All submissions should adhere to the KiCad Library Convention (KLC) which is a set of guidelines to follow when contributing to the library.

Unfortunately there is no on-boarding for new maintainers. And no ‘real’ process for checking contributions. It is up to the reviewer to learn all of that themselves. Thus, I decided to write down a small list of the items I usually check when looking at submission. This list is not comprehensive, so only take it as a starting point!

  1. Could the new symbol be an alias to an existing one
    • If its an alias, some of the checks can be skipped since the base part is already in the library. Only the dcm file which contains the keywords and description need detailed checking.
    • A quick check for the base part should be done anyway. This is a great opportunity to find bugs. If possible also fix cosmetic issues if it does not break compatibility.
  2. Are there symbols with similar function already in the library? If yes, does the new symbol conform to the style set by the existing ones?
    • Sometimes the existing style does not conform to KLC. Then some research should be done to figure out why that is the case. Some symbols are rather old and were made without proper checks
    • Perhaps the existing symbols needs rework as well. If its just a small amount of work and a non breaking change the contributor can be asked to take care of that as well.
  3. Is the new submission in the correct library section? There are some corner cases or even devices that by no means fit into an existing library. Then a new library can be started.
  4. Is the new symbol a generic or a fully specified symbol
    • Should there be additional aliases? For example fixed voltage regulators usually come in with different voltage options. It is good to have one alias for each output voltage.

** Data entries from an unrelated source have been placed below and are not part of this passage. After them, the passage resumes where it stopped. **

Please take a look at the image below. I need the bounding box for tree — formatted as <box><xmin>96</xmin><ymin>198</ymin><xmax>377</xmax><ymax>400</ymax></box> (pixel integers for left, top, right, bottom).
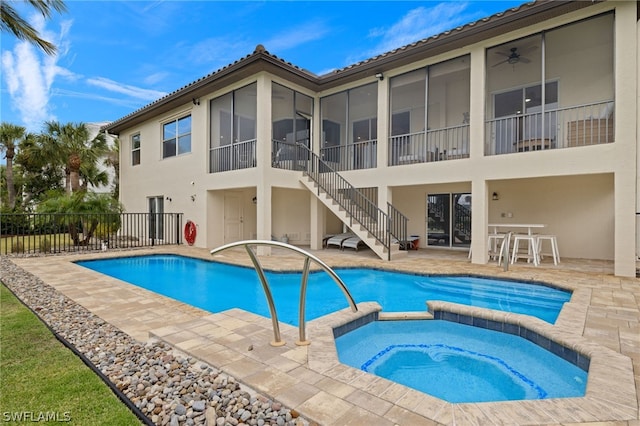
<box><xmin>43</xmin><ymin>121</ymin><xmax>108</xmax><ymax>195</ymax></box>
<box><xmin>0</xmin><ymin>122</ymin><xmax>26</xmax><ymax>209</ymax></box>
<box><xmin>38</xmin><ymin>192</ymin><xmax>123</xmax><ymax>246</ymax></box>
<box><xmin>1</xmin><ymin>0</ymin><xmax>67</xmax><ymax>55</ymax></box>
<box><xmin>14</xmin><ymin>131</ymin><xmax>65</xmax><ymax>206</ymax></box>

  5. Check the Symbol name
  6. Pins
    • Verify names and pin-numbering against the datasheet
    • Are the pin electrical types helpful for the DRC? Most datasheets give information about pin types. Look for open-collector pins, special power pins, …
    • In most cases the GND pins can be stacked. Sometimes this also applies to power pins or even I/O.

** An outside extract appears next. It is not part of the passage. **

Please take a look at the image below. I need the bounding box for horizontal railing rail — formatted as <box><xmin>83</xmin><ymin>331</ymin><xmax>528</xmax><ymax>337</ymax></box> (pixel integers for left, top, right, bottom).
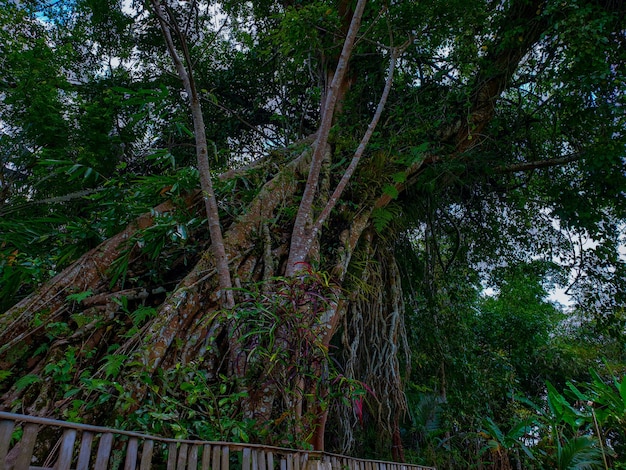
<box><xmin>0</xmin><ymin>411</ymin><xmax>435</xmax><ymax>470</ymax></box>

    • If the package has an exposed pad or other features (shield, mechanical mounting), is that properly represented in the symbol
    • NC pins should be on the outline of the symbol body.
  7. Pin layout (which pins go on which side of the symbol)
    • Again, check for consistency with similar symbols
    • Perhaps ask the contributor to provide an example how the symbol would be used in a schematic.
    • Perhaps reshuffle pins (a popular example are XIN and XOUT for a crystal. Its useful to space them by 200mil so Crystal_Small fits between the pins)
    • Correct ordering (e.g. numbered GPIOs)
    • For multiple units: does the split make sense?
  8. Metadata
    • Matches the Datasheet, is consistent with other parts in the lib
    • Package name at the end of description for standard packages
    • Keywords exist and make sense, perhaps additional keywords required
    • Datasheet link exists, page-number anchor if applicable
  9. Footprint
    • Exactly matches datasheet (check drawing)
    • Datasheet matches kicad-footprint pin numbering (there are vendors that don’t follow JEDEC)
    • Filter matches, pin-count not included (unless required)

Perhaps I will make a similar list for footprints in the future.